JC, on the Rambus / Intel agreement, I gave a bad link from the register, nasdaq.com apparently changed something. Here is the direct link to the relevant Rambus IPO filing at the SEC: sec.gov The Intel/Rambus agreement is at the bottom of this really long file, under "SEMICONDUCTOR TECHNOLOGY LICENSE AGREEMENT BETWEEN INTEL CORPORATION AND RAMBUS INC." Relevant section is 9.2 (b), quoted once more here for posterity.

(b) Rambus, at its option, may, in addition to any other
remedies it may have, terminate this Agreement on written
notice to Intel if: . . .

(iv) at any time between January 15, 1997 and the Success
Determination Date, Intel communicates to any of the
then current top ten (10) DRAM manufacturers that Intel
has plans to support, as the primary DRAM for PC main
memory applications for the years 2000, 2001 and 2002,
any New Interface other than the Rambus-D Interface
Technology; or

(v) at any time between January 15, 1997 and the Success
Determination Date, the Intel senior member attending
the quarterly Rambus/Intel executive meeting, upon
Rambus' request, does not represent to the Rambus
officers attending such meeting that the Rambus-D DRAM
will be the primary DRAM for PC main memory
applications for the years 2000, 2001 and 2002.


(i) For purposes of this Subsection (b), "New Interface" means
any interface for PC main memory applications, other than
main memory interfaces on IntelOs chipsets shipped prior to
the second calendar quarter of 1998, and evolution of such
main memory interfaces extending therefrom.

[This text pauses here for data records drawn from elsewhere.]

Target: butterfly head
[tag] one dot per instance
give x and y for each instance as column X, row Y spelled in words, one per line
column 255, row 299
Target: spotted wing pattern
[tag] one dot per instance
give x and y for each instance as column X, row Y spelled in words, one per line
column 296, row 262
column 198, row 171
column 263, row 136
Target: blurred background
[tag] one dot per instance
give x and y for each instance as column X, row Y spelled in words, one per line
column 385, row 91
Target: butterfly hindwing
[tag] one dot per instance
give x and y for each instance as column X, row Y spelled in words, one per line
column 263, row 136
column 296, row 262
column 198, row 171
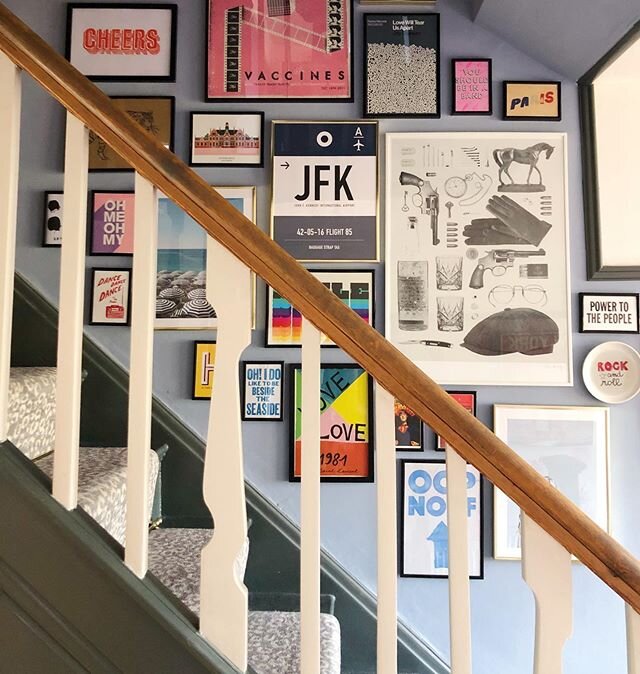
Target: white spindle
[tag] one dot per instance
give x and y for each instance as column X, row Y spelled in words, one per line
column 142, row 309
column 310, row 502
column 459, row 596
column 633, row 640
column 546, row 568
column 10, row 85
column 387, row 647
column 70, row 322
column 223, row 595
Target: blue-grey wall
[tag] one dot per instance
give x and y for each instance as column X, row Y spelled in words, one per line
column 502, row 604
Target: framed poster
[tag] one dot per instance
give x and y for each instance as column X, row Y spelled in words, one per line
column 401, row 65
column 284, row 323
column 53, row 219
column 408, row 427
column 471, row 87
column 122, row 41
column 425, row 532
column 324, row 200
column 227, row 139
column 476, row 260
column 204, row 360
column 110, row 296
column 346, row 423
column 468, row 400
column 155, row 114
column 279, row 49
column 262, row 384
column 569, row 446
column 112, row 215
column 609, row 312
column 533, row 101
column 181, row 297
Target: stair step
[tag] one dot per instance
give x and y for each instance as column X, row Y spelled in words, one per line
column 32, row 409
column 102, row 485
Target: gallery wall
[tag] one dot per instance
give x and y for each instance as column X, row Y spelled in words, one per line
column 502, row 605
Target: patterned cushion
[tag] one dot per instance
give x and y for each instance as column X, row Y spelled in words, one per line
column 102, row 485
column 274, row 642
column 32, row 409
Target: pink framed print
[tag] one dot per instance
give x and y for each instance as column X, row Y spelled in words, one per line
column 471, row 87
column 279, row 49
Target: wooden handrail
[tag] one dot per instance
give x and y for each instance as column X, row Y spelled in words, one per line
column 477, row 444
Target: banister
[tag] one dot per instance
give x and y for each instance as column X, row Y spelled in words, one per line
column 472, row 440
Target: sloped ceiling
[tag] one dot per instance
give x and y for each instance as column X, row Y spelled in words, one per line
column 569, row 36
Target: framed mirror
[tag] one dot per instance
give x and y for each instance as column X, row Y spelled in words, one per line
column 609, row 108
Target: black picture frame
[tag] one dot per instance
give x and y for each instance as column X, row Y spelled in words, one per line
column 109, row 270
column 292, row 367
column 92, row 197
column 531, row 118
column 439, row 445
column 402, row 574
column 243, row 388
column 634, row 297
column 194, row 363
column 172, row 8
column 172, row 132
column 367, row 113
column 50, row 212
column 269, row 307
column 349, row 4
column 227, row 113
column 596, row 267
column 472, row 113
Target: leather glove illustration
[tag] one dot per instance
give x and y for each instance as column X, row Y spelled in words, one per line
column 520, row 221
column 490, row 232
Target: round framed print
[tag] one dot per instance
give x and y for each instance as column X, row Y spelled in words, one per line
column 611, row 372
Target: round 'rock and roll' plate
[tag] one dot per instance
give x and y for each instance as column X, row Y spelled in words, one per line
column 611, row 372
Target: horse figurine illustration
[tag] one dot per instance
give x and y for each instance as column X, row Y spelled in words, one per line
column 506, row 156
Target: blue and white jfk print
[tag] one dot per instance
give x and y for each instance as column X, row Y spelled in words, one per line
column 425, row 531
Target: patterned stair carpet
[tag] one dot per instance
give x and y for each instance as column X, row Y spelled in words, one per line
column 274, row 636
column 102, row 482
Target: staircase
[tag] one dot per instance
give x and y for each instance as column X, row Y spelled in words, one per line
column 230, row 637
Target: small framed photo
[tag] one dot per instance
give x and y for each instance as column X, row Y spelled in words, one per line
column 569, row 447
column 112, row 215
column 262, row 385
column 425, row 533
column 204, row 359
column 468, row 400
column 155, row 114
column 123, row 42
column 402, row 65
column 609, row 312
column 110, row 296
column 227, row 139
column 408, row 427
column 532, row 101
column 471, row 92
column 284, row 323
column 53, row 219
column 346, row 423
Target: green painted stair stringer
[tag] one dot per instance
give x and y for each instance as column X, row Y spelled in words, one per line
column 275, row 538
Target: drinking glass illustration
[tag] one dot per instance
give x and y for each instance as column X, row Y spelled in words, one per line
column 413, row 309
column 450, row 314
column 449, row 272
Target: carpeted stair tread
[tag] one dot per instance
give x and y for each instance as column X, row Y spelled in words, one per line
column 32, row 409
column 274, row 636
column 102, row 485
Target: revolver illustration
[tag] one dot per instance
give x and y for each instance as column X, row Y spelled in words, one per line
column 498, row 261
column 426, row 199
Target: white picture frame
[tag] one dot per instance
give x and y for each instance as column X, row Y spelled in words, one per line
column 568, row 445
column 482, row 201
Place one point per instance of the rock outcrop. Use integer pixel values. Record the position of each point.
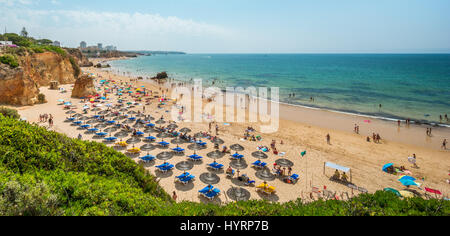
(20, 86)
(84, 86)
(17, 88)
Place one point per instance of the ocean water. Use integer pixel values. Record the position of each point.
(415, 86)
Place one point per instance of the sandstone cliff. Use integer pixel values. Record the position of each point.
(84, 86)
(20, 86)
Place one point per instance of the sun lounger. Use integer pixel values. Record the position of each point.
(212, 194)
(216, 166)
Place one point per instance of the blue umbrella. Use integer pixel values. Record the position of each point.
(406, 177)
(387, 166)
(408, 182)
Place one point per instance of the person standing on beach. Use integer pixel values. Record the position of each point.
(174, 196)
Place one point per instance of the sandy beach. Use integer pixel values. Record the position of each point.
(301, 129)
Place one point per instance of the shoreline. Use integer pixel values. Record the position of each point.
(388, 117)
(413, 134)
(299, 132)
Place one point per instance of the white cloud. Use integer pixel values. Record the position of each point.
(130, 31)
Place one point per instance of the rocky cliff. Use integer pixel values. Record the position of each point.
(84, 86)
(20, 86)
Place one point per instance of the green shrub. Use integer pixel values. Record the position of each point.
(10, 60)
(46, 173)
(11, 113)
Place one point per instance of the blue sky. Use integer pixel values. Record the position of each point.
(251, 26)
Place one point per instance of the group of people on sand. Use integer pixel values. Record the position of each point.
(375, 137)
(281, 171)
(445, 117)
(339, 177)
(43, 118)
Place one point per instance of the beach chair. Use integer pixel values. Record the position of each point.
(186, 179)
(134, 150)
(237, 156)
(216, 166)
(293, 178)
(206, 189)
(230, 174)
(195, 157)
(212, 194)
(259, 164)
(121, 144)
(147, 158)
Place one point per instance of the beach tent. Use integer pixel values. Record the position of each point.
(337, 167)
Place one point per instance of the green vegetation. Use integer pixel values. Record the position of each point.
(11, 113)
(46, 173)
(10, 60)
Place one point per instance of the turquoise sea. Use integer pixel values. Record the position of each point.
(415, 86)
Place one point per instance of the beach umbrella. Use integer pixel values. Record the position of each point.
(260, 155)
(184, 166)
(239, 164)
(393, 191)
(139, 125)
(385, 167)
(101, 126)
(149, 130)
(134, 140)
(178, 140)
(238, 194)
(110, 129)
(185, 130)
(199, 135)
(218, 141)
(160, 122)
(209, 178)
(408, 182)
(406, 194)
(83, 118)
(406, 177)
(148, 147)
(265, 174)
(163, 135)
(215, 155)
(121, 134)
(284, 163)
(172, 126)
(237, 147)
(164, 156)
(195, 147)
(92, 122)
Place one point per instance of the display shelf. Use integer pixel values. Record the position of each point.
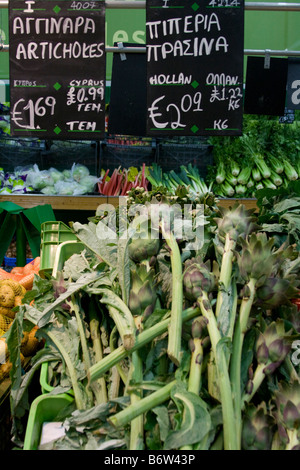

Any DRAM
interface which provides greater than one (1)
Gigabyte/second/device bandwidth is considered a New
Interface.


There may be other goodies in that file for anybody who cares to read it, but there are also various "Confidential treatment requested" elisions, so the really good stuff may be missing. But once again, I think it's fairly ridiculous to refer to this agreement as a "rumor". Maybe Intel can do a DDR chipset and just not "communicate" that fact to "any of the then current top ten (10) DRAM manufacturers".

Cheers, Dan.

PS: on warrants, the argreement was for Intel to get 1 million shares at $10 a share, equivalent to 4 million at $2.50 a share now. The conditions are fairly improbable, though.